Il contourne le bloc de la cage d’ascenseur, découvre un bar accolé en son dos. Derrière le comptoir, un soleil fluo en guirlande de néon diffuse un halo aux teintes macabres sur trois sièges hauts, une grande armoire fermée et des étagères poussiéreuses. Il remarque quelque chose sur le comptoir, s’approche doucement. Ne percent à travers la pénombre, tout autour, que des chaises éparpillées et quatre transats dont l’un est renversé sur le flanc. Sur une table, des cartes à jouer pêle-mêle. L’émissaire exhale un long soupir, semble se détendre un peu, pose une main sur le comptoir. Le tremblement s’apaise, il plisse les yeux sur une besace élimée d’où débordent quelques objets. Un tube de gel d’entretien pour la barbe, un spray pour les cheveux, un petit peigne. Entre les deux pans de la besace, un carnet de croquis laisse deviner des études. Sur une feuille à moitié arrachée dont un morceau dépasse, un visage à la mâchoire carrée crayonné sous plusieurs angles.

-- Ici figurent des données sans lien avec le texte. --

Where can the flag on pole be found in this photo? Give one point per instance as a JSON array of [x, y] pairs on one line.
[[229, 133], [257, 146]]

Jules Faubosse se penche sur les portraits, les ombres de la pièce circulaire l’encerclent, le petit soleil froid du bar grésille.

— Par ici, fonctionnaire. Par ici !

La voix est flûtée, nasillarde, le fonctionnaire plisse le nez comme sur une odeur désagréable. Il s’éloigne du bar, suit la voix, pose un regard blanc sur les portes de l’ascenseur. Cette partie de la salle est plus sombre encore que l’autre.

— Oui ?, articule-t-il difficilement, la bouche pâteuse, en avançant de deux pas vers le mur extérieur, les bras tendus devant lui.

Il s’arrête soudain, sa main vient de palper une matière tendre, il a un geste de recul.

— Vous ne tueriez pas pour elle ?

La proximité de la voix, suave mais désagréable, le fait sursauter. Un grincement électrique, un froissement de tissus. Il se fige, les rideaux glissent, une douce clarté envahit soudain la pièce. On verrait presque de la glace affluer pouce par pouce dans ses canaux sanguins. Devant lui, la Lune s’étend sans complexe. Il tente de détourner les yeux dans un réflexe défensif mais le panorama est à trois-cent soixante degrés. Il essaie alors de les fermer mais c’est trop tard, il ne le peut plus, il est happé par la vue.

Jules Faubosse transpire, figé d’effroi. De cette hauteur, l’horizon semble encore plus bombé, encore plus proche. Le champ d’héliostats est minuscule dans l’étendue grise et crème de la Mare Nubium. Des falaises lointaines séparent la mare des plateaux plus en hauteur et au-delà s’étire le gouffre noir, désolant, de l’espace.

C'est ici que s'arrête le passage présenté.